Мирка ответил бы: ясно куда!... да язык, от невозможности возразить, не гнулся.
— И четыре десятка меньших, но этих же, лагерей в округе. Четыре десятка! Ну, так куда же? — коротким жестом «Мираж» сделал круг в темноте, — Днем вас найдут с собаками.
Он говорил правду, Мирка чувствовал, как эта правда убивает их с Ваней!...
— А ты кто — подумав, спросил «Мираж», — Кем был до войны?
— Школьником.
— Школьником? — удивился тот простоте ответа.
— Да.
— А сказать, кто я?
— Скажите.
— НКВДист.
— Милиционер? — уточнил Мирка.
— Ну, не совсем…
«Если мы здесь случайно, с Ваней, — подумал Мирка, — то этот, НКВДист — не случайно!». Мысль убеждала, что это, конечно же, так; и скользила неверно, краями, дальше, и начинала катиться в черную брешь — в пустоту, на месте двух человек: Вани и Мирки...
— Вам лучше не знать обо мне.

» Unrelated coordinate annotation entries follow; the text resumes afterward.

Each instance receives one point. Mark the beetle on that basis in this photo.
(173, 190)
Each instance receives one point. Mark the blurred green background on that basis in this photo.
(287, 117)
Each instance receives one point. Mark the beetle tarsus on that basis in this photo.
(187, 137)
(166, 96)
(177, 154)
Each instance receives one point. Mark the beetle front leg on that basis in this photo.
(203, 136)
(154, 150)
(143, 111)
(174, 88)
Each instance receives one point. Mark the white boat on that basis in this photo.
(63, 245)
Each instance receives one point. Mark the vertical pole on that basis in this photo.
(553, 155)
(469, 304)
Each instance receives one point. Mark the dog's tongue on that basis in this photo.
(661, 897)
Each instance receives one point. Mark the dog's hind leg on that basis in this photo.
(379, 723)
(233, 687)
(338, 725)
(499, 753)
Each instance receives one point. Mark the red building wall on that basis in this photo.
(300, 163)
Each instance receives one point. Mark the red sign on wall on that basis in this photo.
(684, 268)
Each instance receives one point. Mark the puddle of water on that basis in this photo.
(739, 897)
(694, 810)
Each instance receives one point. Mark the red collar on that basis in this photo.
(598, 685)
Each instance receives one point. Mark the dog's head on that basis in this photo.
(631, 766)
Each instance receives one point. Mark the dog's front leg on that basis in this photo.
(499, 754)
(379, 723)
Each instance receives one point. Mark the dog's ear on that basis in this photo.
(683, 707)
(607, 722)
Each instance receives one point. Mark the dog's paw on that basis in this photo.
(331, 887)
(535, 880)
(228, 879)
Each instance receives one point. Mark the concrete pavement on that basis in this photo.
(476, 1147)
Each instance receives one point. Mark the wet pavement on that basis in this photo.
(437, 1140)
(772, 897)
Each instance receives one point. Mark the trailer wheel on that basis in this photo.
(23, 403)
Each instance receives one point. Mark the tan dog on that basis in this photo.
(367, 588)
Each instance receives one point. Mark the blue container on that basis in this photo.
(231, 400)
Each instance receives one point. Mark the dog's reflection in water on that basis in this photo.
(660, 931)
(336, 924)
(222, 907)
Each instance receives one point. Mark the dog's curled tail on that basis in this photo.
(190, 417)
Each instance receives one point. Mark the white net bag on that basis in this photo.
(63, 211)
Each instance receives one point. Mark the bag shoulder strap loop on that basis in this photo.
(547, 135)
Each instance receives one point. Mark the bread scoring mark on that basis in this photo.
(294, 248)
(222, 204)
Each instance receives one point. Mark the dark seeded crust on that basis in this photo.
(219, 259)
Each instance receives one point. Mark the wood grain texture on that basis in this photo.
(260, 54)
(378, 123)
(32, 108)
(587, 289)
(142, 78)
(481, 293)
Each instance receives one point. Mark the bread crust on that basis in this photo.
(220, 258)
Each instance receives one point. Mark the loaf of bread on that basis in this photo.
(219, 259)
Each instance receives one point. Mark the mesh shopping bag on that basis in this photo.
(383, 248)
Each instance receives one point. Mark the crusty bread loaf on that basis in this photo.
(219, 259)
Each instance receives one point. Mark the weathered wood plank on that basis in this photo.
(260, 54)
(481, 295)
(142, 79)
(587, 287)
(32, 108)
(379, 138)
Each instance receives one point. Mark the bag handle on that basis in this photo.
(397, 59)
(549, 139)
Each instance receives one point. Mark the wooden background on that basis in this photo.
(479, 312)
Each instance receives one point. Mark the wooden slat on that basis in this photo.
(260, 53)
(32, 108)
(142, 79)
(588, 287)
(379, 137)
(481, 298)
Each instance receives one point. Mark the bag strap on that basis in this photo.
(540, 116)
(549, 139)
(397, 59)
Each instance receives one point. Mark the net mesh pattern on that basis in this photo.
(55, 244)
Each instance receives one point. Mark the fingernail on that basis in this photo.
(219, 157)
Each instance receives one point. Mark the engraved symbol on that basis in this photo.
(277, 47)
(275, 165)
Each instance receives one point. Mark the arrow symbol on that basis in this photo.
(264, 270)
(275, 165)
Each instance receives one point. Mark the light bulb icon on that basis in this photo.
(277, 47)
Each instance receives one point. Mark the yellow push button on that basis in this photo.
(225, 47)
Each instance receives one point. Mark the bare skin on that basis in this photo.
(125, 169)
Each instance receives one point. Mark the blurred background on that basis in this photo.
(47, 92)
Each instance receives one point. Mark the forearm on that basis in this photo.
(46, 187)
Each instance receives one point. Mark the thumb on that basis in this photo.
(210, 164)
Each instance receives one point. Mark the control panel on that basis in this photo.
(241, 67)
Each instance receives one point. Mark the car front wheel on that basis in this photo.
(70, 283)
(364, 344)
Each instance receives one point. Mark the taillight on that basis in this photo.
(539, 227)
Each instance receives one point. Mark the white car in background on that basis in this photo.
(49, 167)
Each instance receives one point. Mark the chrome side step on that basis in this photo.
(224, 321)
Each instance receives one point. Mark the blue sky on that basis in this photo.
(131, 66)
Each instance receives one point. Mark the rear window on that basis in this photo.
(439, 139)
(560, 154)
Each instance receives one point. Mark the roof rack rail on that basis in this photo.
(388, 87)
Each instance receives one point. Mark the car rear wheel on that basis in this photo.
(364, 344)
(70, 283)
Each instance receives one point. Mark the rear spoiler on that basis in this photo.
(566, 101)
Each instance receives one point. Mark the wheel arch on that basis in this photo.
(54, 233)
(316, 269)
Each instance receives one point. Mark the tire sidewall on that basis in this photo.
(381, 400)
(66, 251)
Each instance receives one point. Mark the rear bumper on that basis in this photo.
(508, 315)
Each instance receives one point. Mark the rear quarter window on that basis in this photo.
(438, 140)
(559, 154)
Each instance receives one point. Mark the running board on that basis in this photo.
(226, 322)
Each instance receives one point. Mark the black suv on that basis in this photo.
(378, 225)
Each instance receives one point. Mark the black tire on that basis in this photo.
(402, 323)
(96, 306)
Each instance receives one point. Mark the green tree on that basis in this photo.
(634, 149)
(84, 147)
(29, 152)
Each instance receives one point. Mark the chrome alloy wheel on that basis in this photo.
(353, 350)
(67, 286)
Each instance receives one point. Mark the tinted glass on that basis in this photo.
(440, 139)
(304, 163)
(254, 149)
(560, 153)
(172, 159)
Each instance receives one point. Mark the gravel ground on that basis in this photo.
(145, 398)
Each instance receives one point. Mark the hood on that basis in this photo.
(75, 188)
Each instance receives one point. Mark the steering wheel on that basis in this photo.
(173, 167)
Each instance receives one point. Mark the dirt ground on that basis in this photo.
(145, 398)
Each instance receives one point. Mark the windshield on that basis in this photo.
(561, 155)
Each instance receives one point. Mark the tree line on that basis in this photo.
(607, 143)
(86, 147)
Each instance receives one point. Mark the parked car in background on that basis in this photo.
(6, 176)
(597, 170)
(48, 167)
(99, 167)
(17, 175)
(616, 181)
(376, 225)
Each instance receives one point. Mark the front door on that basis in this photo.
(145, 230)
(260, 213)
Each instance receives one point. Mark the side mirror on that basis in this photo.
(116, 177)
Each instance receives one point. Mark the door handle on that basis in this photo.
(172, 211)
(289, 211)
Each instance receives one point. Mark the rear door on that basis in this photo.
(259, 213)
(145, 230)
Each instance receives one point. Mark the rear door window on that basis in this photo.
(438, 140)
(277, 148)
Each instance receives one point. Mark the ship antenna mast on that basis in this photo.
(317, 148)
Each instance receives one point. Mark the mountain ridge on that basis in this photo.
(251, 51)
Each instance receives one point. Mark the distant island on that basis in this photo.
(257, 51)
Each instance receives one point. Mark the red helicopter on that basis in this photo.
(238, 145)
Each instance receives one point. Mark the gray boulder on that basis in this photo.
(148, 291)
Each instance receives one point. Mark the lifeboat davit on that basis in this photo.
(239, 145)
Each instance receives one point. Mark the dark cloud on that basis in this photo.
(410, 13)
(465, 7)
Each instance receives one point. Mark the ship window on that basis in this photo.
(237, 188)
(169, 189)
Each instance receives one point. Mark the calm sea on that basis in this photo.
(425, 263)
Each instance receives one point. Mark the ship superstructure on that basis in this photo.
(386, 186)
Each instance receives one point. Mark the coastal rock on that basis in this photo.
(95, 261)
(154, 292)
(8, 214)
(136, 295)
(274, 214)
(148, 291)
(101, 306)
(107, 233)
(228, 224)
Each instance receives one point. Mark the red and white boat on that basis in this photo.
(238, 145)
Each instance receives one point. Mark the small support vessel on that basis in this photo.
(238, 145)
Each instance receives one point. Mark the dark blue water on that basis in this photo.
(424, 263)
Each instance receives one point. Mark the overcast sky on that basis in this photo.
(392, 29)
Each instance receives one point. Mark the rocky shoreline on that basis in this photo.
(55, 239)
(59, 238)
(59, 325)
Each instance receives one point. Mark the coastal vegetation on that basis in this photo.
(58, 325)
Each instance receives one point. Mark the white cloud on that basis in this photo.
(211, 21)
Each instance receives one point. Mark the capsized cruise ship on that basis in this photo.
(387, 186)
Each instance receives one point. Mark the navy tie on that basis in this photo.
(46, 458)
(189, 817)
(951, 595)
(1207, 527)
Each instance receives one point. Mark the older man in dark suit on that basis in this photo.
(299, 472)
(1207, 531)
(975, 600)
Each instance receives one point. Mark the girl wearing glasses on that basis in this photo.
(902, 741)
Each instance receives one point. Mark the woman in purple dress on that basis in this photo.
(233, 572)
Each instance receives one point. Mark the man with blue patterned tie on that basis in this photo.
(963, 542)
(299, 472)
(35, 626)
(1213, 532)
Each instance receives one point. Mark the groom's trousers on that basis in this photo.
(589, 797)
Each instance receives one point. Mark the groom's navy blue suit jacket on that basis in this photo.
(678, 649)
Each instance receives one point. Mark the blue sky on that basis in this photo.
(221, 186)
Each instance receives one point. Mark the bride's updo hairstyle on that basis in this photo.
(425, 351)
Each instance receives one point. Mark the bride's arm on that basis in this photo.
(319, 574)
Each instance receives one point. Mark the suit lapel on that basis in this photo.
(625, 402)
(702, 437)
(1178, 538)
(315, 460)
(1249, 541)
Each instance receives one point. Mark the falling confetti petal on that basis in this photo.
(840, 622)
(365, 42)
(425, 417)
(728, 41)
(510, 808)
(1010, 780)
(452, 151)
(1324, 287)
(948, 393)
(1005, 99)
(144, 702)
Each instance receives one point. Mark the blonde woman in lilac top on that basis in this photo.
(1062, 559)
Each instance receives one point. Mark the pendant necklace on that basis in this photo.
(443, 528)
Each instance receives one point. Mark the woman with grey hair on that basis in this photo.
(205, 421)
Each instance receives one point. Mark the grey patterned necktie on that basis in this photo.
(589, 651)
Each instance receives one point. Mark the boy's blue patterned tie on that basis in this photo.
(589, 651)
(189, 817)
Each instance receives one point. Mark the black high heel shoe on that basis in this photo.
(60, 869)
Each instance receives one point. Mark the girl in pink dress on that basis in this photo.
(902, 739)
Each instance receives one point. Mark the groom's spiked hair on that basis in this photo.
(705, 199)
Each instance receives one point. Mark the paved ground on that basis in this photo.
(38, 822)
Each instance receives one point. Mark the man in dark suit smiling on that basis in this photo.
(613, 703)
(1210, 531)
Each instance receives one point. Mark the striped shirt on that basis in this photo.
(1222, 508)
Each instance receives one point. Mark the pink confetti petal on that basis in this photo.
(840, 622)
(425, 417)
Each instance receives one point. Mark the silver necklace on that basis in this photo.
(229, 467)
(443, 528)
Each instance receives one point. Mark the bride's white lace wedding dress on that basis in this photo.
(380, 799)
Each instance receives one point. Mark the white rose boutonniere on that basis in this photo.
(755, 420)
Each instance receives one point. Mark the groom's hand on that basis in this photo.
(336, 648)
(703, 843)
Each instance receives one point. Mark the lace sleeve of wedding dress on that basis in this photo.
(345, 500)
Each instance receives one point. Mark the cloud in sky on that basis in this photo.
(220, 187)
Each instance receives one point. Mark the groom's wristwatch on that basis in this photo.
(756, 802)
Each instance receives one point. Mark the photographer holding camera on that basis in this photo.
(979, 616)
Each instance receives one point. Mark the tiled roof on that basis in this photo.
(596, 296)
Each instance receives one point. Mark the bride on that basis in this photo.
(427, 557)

Опасно. Лучше забудь! — помня, о чем рассказал ему Мирка, НКВДист видно, сам понимал: не забудет. И вдруг спросил:
— Школьник, ты Аэлиту читал?
— Читал, — удивился Мирка.
— Ладно. В общем, шанс быть завтра живыми — там! Не больше, чем у других, но там есть. Здесь — нет! Возвращайтесь!